• Question: why is it that the further the distance you look the fainter the colours get?

    Asked by to Kate, Kieren, Rowena, Roy on 19 Mar 2014. This question was also asked by .
    • Photo: Rowena Fletcher-Wood

      Rowena Fletcher-Wood answered on 19 Mar 2014:


      I was actually having this discussion the other night. The idea as we discussed it is that light reflected from an object a very long way away spreads out a bit as it gets further away and can be seen from an increasing number of places. This means there is less light intensity reaching your eye at any one place and so the colours gradually look fainter and fainter. The “colour information” kind of gets diluted!
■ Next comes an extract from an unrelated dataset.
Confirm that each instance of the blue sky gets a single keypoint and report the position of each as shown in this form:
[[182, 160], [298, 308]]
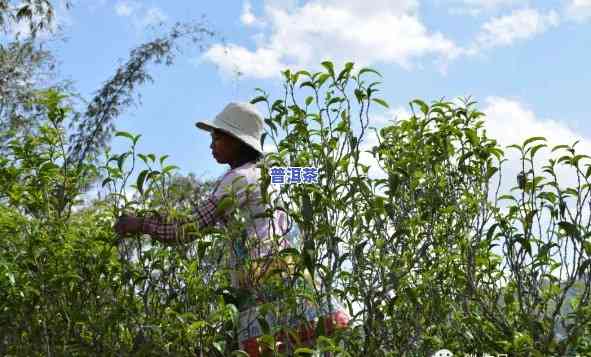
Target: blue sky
[[525, 62]]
    • Photo: Kieren Bradley

      Kieren Bradley answered on 20 Mar 2014:


      I have a feeling that what Rowena is saying is correct but I would add that I think the atmosphere that the light travels through is another factor. When things are hazy you will get a lot of other coloured light scattering from the haze and also reaching you meaning everything looks a bit whiter because you are getting the colour you are looking at and all the other colours on top. I think that in a vacuum that if you looked at a distinct colour you would see that colour but it would get dimmer but you could tell what colour it was even when it got further away. If you were looking at a mix of colours you would start reaching a “resolution limit”, your eyes can only see the difference between two different dots of a certain size and distance (tv screens use this to make it look like you are seeing a whole picture but actually it is a couple of millions dots, go up close and you’ll see a gap between the dots). When the coloured object is far enough away that you can’t tell the difference between the red bit and the blue bit, your eye will think it is actually a mix of the two colours instead.